An almost impossible task for me. Whenever I try to smile on command, I produce the sort of rictus that you see on a corpse or a vampire
I did my best, however, and Caitlin came wagging right up to me. 5 points.
Next I gave her the part of the dog intelligence test in which you eagerly look the dog in the eye, and call in the most inviting tone you can muster, "REFRIGERATOR."
Caitlin looked at me as if to say, "Are you crazy? Or do you think I'm stupid?"
Feeling pretty stupid myself, I performed the next instruction: "MOVIES!"
Caitlin just sat there and stared at me.
Then I called, "CAITLIN."
And Caitlin, clever puppy that she is, came right away. 5 points.
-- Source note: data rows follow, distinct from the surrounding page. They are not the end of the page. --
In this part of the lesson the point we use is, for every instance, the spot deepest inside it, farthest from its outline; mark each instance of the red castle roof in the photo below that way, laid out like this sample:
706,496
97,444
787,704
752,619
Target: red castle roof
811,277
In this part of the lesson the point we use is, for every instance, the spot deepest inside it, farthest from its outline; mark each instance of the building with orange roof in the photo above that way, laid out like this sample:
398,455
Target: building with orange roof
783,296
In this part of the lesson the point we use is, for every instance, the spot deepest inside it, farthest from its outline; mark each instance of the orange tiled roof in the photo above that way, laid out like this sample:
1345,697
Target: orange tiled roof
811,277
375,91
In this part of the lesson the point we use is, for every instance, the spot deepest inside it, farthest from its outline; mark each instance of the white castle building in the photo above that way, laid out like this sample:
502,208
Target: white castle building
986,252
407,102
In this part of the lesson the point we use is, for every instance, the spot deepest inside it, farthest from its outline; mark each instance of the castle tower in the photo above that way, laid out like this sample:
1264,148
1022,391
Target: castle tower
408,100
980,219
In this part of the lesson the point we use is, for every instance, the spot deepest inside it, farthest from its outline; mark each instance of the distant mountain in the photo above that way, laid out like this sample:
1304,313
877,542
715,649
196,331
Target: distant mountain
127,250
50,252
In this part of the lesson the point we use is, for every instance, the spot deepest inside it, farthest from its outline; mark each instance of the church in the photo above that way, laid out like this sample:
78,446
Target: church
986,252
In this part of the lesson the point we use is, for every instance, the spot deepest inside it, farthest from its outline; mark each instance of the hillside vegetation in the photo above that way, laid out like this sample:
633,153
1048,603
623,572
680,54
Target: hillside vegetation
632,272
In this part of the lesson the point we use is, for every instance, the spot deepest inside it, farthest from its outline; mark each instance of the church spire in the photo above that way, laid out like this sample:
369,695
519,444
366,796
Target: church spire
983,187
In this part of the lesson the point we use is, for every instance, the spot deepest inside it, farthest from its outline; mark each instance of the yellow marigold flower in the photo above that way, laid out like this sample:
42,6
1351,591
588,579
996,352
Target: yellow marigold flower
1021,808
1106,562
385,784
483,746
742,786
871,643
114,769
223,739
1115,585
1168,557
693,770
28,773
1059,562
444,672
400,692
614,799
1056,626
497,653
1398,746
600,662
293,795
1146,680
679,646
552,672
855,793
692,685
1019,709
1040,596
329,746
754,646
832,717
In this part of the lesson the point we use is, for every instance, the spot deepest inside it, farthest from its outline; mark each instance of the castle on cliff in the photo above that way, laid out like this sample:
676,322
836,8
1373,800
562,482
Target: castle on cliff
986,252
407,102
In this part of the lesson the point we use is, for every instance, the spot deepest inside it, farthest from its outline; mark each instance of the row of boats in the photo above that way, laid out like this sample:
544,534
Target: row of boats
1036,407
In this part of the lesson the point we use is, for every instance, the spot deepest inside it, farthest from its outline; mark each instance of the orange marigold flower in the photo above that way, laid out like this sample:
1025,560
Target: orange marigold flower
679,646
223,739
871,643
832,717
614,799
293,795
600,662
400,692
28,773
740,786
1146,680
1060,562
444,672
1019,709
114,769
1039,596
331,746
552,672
So here are her final scores.
On the tin can test, I'm giving her 4 points. I'm not sure she got the hot dog within 5 seconds, but she definitely had it before 15 seconds.
On the kitchen towel test, I'm going to give her 2 points. Strictly speaking, she didn't give up. She had a plan in mind. It just wasn't the plan in the test, and since her plan involved the destruction of my towel, I gave up on her behalf. In fact, Rob says I should give her full marks for her performance.
"She was planning the canine equivalent of cutting the Gordian Knot, which shows real brains."
(Rob's opinion of Caitlin's intelligence has risen in the last few days. Coincidentally, she has been much more obedient to him lately, which, he says, has nothing to do with how smart he thinks she is.)
On the other 4 tests, she gets 5 points. Her performance was flawless.
With a total score of 26 points, Caitlin is a genius and should go to Harvard. I just hope they won't hold her failing grades in obedience school against her. Maybe she can take some remedial courses in summer school before she goes.